2020-10-01

Happy mom and child Moms are always trying to tell themselves that good enough is good enough, but deep down, most of us don’t really believe it.

I’ve found in my years on this planet that many women have a tendency to be harder on themselves than they’d ever be on any other human, animal … mineral? It seems we know what we're capable of when we're at our best, and anything short of that isn't good enough.
 
That's why mothers are so interested in finding balance, because we want to learn how to feel happy and fulfilled, to stop expecting so much from ourselves, to understand (to believe) that we can't do it all. We want to feel good about “good enough.”
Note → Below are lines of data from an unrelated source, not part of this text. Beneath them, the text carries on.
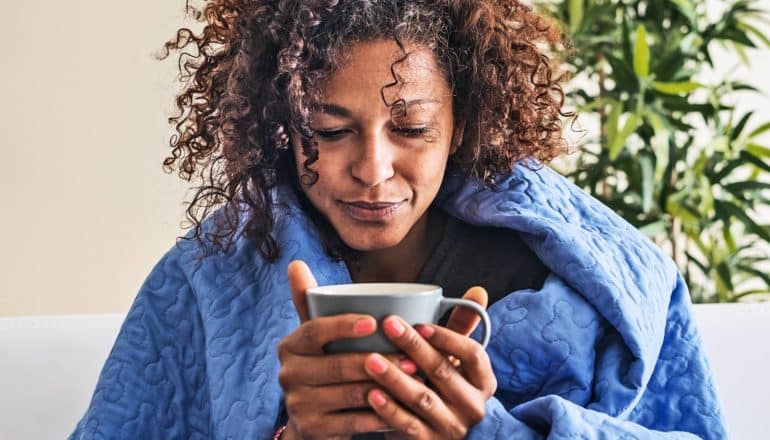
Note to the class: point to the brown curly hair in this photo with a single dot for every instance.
(254, 73)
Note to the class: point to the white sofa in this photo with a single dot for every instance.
(49, 365)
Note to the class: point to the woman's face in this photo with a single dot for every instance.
(378, 174)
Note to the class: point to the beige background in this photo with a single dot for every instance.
(86, 209)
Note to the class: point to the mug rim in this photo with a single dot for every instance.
(392, 289)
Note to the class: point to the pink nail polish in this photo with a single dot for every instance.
(364, 326)
(393, 327)
(407, 366)
(426, 331)
(376, 364)
(377, 398)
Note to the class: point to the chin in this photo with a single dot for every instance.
(378, 243)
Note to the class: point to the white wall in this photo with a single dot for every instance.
(86, 209)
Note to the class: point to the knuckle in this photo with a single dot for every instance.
(284, 377)
(456, 430)
(355, 424)
(336, 371)
(442, 370)
(411, 341)
(356, 398)
(412, 428)
(492, 386)
(308, 334)
(294, 406)
(478, 356)
(476, 414)
(426, 400)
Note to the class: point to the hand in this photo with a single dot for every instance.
(318, 387)
(455, 400)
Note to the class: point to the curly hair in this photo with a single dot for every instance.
(254, 73)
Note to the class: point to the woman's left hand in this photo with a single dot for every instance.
(456, 398)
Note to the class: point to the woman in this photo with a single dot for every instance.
(394, 141)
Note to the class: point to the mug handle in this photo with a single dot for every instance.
(448, 303)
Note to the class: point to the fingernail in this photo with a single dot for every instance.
(377, 398)
(364, 326)
(426, 331)
(376, 364)
(407, 366)
(393, 327)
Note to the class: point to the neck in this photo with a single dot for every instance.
(403, 262)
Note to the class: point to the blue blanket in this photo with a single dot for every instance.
(606, 349)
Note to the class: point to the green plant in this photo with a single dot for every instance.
(673, 155)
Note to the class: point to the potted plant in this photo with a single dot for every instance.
(673, 155)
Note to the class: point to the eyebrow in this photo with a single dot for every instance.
(338, 110)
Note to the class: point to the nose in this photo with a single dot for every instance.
(373, 163)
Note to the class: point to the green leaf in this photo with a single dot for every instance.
(723, 271)
(576, 10)
(616, 147)
(676, 88)
(741, 125)
(641, 53)
(623, 74)
(759, 130)
(758, 150)
(740, 214)
(648, 181)
(755, 32)
(736, 35)
(654, 228)
(687, 9)
(611, 124)
(697, 262)
(739, 187)
(756, 272)
(754, 160)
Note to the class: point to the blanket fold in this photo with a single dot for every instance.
(606, 349)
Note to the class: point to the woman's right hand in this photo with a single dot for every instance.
(325, 394)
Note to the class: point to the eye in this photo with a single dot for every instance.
(412, 132)
(331, 135)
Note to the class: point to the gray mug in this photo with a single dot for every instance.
(415, 303)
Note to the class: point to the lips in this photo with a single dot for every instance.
(371, 211)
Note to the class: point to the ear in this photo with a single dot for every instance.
(457, 137)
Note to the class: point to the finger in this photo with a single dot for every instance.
(464, 320)
(332, 369)
(438, 370)
(300, 279)
(395, 416)
(330, 398)
(423, 403)
(310, 337)
(476, 366)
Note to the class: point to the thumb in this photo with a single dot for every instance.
(300, 279)
(464, 320)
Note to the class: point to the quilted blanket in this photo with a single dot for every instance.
(606, 349)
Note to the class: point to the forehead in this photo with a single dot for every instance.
(383, 66)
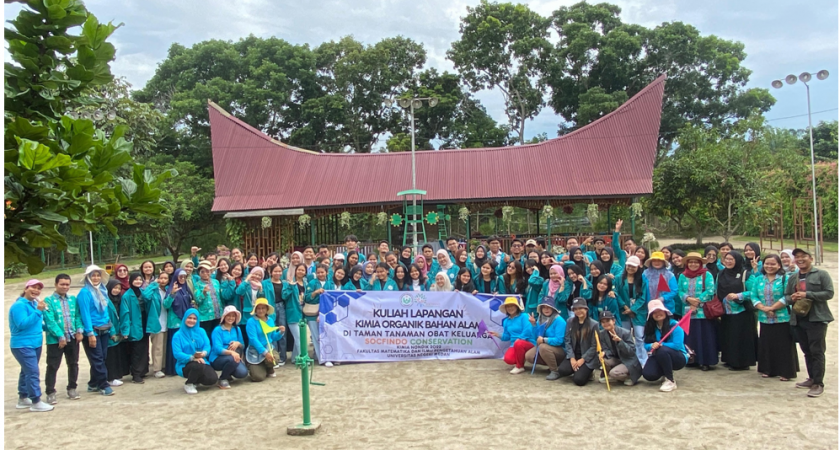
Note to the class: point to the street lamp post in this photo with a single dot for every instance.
(805, 77)
(412, 103)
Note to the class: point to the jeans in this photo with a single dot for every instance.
(662, 363)
(71, 356)
(313, 330)
(230, 368)
(280, 321)
(29, 382)
(96, 357)
(639, 338)
(811, 337)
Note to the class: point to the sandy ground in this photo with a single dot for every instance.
(446, 404)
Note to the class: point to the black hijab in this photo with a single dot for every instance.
(731, 280)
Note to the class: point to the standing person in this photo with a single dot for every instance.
(133, 319)
(227, 349)
(810, 286)
(518, 330)
(550, 333)
(25, 318)
(619, 352)
(581, 352)
(178, 299)
(93, 307)
(738, 337)
(697, 286)
(632, 294)
(191, 346)
(776, 348)
(64, 332)
(260, 354)
(116, 361)
(665, 357)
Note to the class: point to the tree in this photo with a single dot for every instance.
(504, 46)
(189, 201)
(598, 56)
(59, 170)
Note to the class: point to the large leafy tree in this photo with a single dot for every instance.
(504, 46)
(599, 62)
(59, 170)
I get why we need a healthy way to look at life and parenting ... we have a ton of responsibilities and roles and demands. I could fill every waking minute doing something necessary, whether it be for my home, my kids, my marriage, my job, my life or my world. However, when I'm not accomplishing something, which is more often than I'd like to admit, I blame me. I can't rationalize it with balance or the “good enough” argument.
 
I tried, but I couldn't. I tried to be OK with taking time for me, with allowing myself to be good enough, but it just didn't work. A little voice in my head would remind me that the people who do great things are the ones who don't accept "good enough."
 
In my world, “balance” is a dirty word.
 
To me, "balance" has become this term that represent homogenizing your life. It implies you've settled for being happy with giving 50% across the board, nothing more than equally mediocre at the roles above. I know, it's supposed to be healthier and freeing to have balance, but I'd rather strive to be that superwoman and fall short, than not attempt to be her at all.
 
As a mother, wife, writer, marketer, housekeeper, cook, dog walker, nurse, decorator, puke-cleaner-upper, friend, litter box cleaner, secretary, chauffeur, daughter, team mom, cheerleader - I find myself making choices every single moment of the day. A - does the dog get a walk? Or B - do I let him out in the yard and get to shave my legs in the shower? A - do I snuggle when I put my kids to bed or do I get some writing done? Or B - do my kids get a home cooked meal or do they order pizza with Dad while I (dare I say) have dinner with a friend? A - do we bond over a board game? Or B - veg in front of the Biggest Loser?

The answer is C: all of the above. I choose all of them.

See, I feel I should be able to do it all and not choose between A and B. I know, I will always fall short (in my own eyes) by choosing C, but I choose it anyway. If I'm being the best mom I can be, I probably can't be the best wife or writer or daughter or friend, but it won't stop me from trying.

I read what other people write about balance, expectations, happiness and giving themselves a reprieve and it all sounds hunky dory, inspirational even. Sometimes, it makes perfect sense, I feel changed, enlightened, ready to be easier on me... until I do something unforgivable, like mindlessly play Word With Friends for an hour -  and when I’m done I feel ashamed. 

I could've spent that hour reading, or cleaning, or working, or connecting with the hubs, or learning to cook shrimp scampi on YouTube, or making tomorrow's lunches, or checking all the pens in the house for ink (anything remotely productive). Balance attempted, reprieve denied.

I realize my self criticism may seem insane to some, but I bet many of you know exactly where I'm coming from. And frankly, I'm tired of the normal how to be happy fare anyway. Find your inner peace, put everything into perspective, stop expecting so much of yourself, shed the superwoman complex, let the guilt go...

I've given up on trying to find balance, because I know no matter how compelling the argument is, I will continue to second guess the choices I make, and I will also continue to hold myself to a higher standard.

I’m not saying I’ve found the answer to the whole self-acceptance thing. I haven’t. I’ve only realized that for me, the idea of accepting good enough isn’t good enough. I can only hope that traits that make the concept of balance so off putting to some people, myself included, are the same traits that lead us to do great things.